Castro declared victory with only a fraction of the vote in, as did the National Party on behalf of Asfura, the mayor of Tegucigalpa, the capital. But Castro's declaration was more plausible. With 45 percent of polling stations reporting, Castro held on to a 53 percent lead to Asfura's 33 percent, according to a preliminary count by the National Electoral Council. Turnout was 68 percent, the council said, or 10 points higher than the messy 2017 election.
"We win! We win!" Castro told supporters. "Today the people have obtained justice. We have reversed authoritarianism."
Outgoing President Juan Orlando Hernández was declared victor in 2017, three weeks after an election so riddled with irregularities the Organization of American States observer mission called for a do-over. A crackdown on protesters left at least 23 people dead. The OAS said Sunday's election appeared to be "appropriate and peaceful."

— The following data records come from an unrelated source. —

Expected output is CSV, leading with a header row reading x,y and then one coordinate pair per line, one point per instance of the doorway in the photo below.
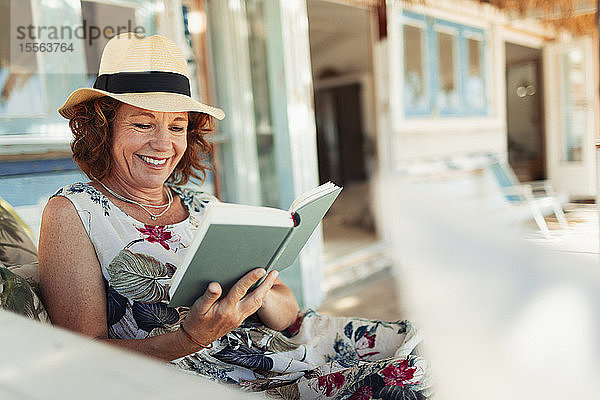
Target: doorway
x,y
525,113
340,43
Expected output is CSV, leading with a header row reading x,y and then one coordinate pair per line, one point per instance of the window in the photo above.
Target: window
x,y
447,95
416,93
574,105
444,73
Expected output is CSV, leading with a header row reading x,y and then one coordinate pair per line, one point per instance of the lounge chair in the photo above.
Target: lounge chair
x,y
530,199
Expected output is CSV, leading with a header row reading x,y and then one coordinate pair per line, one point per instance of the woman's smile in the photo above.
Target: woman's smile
x,y
147,146
154,162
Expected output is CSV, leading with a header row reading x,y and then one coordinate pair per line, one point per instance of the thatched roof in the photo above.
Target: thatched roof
x,y
577,16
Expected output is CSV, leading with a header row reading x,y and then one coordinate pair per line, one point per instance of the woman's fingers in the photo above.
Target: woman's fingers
x,y
210,296
241,287
254,300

Honduras is reeling from two major hurricanes as well as endemic corruption, poverty, and gang violence that have gotten worse under the National Party's 12 years of uninterrupted rule. "Hernández became a national embarrassment with U.S. federal prosecutors in New York accusing him of running a narco state and fueling his own political rise with drug money," The Associated Press reports. He has denied the charges, but his chances of avoiding possible extradition will become slimmer if Castro is elected president.
Along with president, Hondurans voted Sunday for a new congress and local races.